Brazil Harvest Delays Boost Coffee Prices Amid Supply Worries
Coffee prices surged as heavy rains in Brazil delayed the harvest, pushing Arabica to a two-week high and Robusta to a five-week high, escalating supply concerns in markets.
Coffee markets gained upward momentum as persistent heavy rains in Brazil's key coffee-producing regions delayed the harvest. On Monday, June 15, 2026, July Arabica coffee (KCN26) futures closed up 5.75 points (+2.24%), while July ICE Robusta coffee (RMN26) futures rose by 13 points (+0.360%). This rally pushed Arabica to a two-week high and Robusta to a five-week high, fueling global supply concerns.
The current market activity stems primarily from the excessive rainfall impacting Brazil's coffee-growing areas. Weather forecaster Vaisala indicated that moderate to heavy rainfall is anticipated across Brazil's coffee regions this week, with potential for these showers to extend into the following week. This situation further slows harvest activities, which were already delayed due to late flowering in 2025 and the high volume expected for the current season. ICE coffee inventories have also been trending lower over the past three months; Arabica inventories fell to a 6.75-month low of 398,940 bags last Friday, while Robusta inventories hit a two-year low of 3,631 lots on May 15, though they were moderately above that level on Monday at 3,857 lots.
The immediate supply concerns are directly reflected in the futures markets. A notable increase is observed in “nearby” coffee pricing, as buyers are willing to pay a premium for beans that can be shipped promptly. However, the global coffee market had generally been on a downward trend since late 2025, with prices retreating sharply from highs above $4.00/lb in 2025 to current levels closer to the mid-$2.00 range. The current surge could also be seen as a short-term correction within this broader downtrend.
In a wider economic and climatic context, the emergence of an El Niño weather pattern, which could negatively impact Brazil's coffee crop next year (2026/27), is also providing support to prices. The U.S. National Oceanic and Atmospheric Administration (NOAA) estimates a 67% probability of a “Super El Niño” this year, and the Japan Meteorological Agency has confirmed the formation of an El Niño pattern. This phenomenon could lead to months of floods, droughts, and temperature fluctuations later this year, potentially hindering coffee production in Asia and South America. Conversely, the weakening of the Brazilian real against the U.S. dollar encourages producer selling and export activity, enhancing the competitiveness of Brazilian coffee in the global market, which could exert downward pressure on overall prices.

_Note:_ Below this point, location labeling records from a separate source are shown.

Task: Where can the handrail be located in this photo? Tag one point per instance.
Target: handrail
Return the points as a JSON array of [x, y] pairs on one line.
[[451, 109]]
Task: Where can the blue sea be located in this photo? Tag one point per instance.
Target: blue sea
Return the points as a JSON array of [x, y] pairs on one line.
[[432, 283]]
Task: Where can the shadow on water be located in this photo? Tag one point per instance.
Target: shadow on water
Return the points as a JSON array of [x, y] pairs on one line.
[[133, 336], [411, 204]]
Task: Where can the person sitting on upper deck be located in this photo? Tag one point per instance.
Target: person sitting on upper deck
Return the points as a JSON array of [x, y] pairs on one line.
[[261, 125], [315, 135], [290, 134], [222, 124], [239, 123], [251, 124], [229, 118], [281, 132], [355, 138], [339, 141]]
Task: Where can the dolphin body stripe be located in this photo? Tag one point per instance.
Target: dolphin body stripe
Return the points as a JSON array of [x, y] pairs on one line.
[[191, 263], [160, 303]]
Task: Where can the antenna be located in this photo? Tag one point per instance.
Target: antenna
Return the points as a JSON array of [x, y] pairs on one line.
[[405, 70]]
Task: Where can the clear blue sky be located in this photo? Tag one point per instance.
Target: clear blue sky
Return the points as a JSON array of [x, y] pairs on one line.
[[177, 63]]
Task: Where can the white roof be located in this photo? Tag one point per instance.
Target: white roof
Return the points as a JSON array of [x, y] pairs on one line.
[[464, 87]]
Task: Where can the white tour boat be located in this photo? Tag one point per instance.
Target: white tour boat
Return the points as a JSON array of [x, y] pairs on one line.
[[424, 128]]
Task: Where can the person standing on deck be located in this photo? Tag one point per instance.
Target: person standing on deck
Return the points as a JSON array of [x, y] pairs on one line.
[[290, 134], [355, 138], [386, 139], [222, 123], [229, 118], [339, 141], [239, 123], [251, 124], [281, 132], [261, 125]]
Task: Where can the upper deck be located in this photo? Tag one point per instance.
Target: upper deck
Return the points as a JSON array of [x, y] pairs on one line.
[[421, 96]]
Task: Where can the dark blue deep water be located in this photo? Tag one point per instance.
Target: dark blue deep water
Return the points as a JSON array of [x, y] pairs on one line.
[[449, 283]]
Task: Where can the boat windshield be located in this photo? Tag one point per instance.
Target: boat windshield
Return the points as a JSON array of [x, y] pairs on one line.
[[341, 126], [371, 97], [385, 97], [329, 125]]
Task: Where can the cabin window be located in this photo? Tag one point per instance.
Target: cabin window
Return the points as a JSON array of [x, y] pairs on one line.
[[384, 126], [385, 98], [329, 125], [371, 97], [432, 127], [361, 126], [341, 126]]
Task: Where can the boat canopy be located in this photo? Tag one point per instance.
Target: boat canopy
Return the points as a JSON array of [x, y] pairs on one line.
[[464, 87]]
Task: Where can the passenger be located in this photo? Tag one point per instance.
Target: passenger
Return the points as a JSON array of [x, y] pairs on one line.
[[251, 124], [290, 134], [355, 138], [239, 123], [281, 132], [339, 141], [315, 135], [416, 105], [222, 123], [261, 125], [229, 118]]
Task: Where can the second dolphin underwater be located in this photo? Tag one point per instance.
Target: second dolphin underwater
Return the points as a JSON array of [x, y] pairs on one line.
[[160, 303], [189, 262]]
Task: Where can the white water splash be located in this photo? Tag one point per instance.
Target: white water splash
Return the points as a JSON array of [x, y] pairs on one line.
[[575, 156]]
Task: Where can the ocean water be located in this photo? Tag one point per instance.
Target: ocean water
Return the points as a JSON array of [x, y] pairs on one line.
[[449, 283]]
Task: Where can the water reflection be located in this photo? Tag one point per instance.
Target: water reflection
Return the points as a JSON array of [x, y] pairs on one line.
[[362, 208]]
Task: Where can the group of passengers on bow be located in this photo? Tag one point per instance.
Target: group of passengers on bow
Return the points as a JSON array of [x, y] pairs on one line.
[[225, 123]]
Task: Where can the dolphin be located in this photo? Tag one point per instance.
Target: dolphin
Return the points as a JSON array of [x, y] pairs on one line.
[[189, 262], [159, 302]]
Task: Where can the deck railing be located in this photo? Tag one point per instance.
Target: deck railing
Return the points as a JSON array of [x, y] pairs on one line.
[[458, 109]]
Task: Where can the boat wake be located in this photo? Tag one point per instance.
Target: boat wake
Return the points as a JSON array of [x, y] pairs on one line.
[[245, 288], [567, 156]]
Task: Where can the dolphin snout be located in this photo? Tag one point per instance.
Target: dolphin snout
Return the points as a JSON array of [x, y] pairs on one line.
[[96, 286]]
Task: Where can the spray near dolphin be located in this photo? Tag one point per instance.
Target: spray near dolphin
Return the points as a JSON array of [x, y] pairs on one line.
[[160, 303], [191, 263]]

Analysts and market expectations paint a different long-term picture despite the short-term supply crunch. The USDA's Foreign Agricultural Service (FAS) forecasts a record 2026/27 Brazil coffee crop of 71.9 million bags, a 14% year-over-year increase. Rabobank also raised its 2026/27 global Arabica coffee surplus estimate from 7.0 million bags to 9.5 million bags. These projections suggest the market will shift from years of deficits to a global production surplus of 7 to 10 million bags for the 2026/27 season. Consequently, market participants have begun pricing in significantly larger volumes of coffee expected to hit the market in the second half of 2026, rather than focusing solely on current availability. The progress of the Brazilian harvest and the acceleration of export flows will be critical tests determining price direction in the coming period.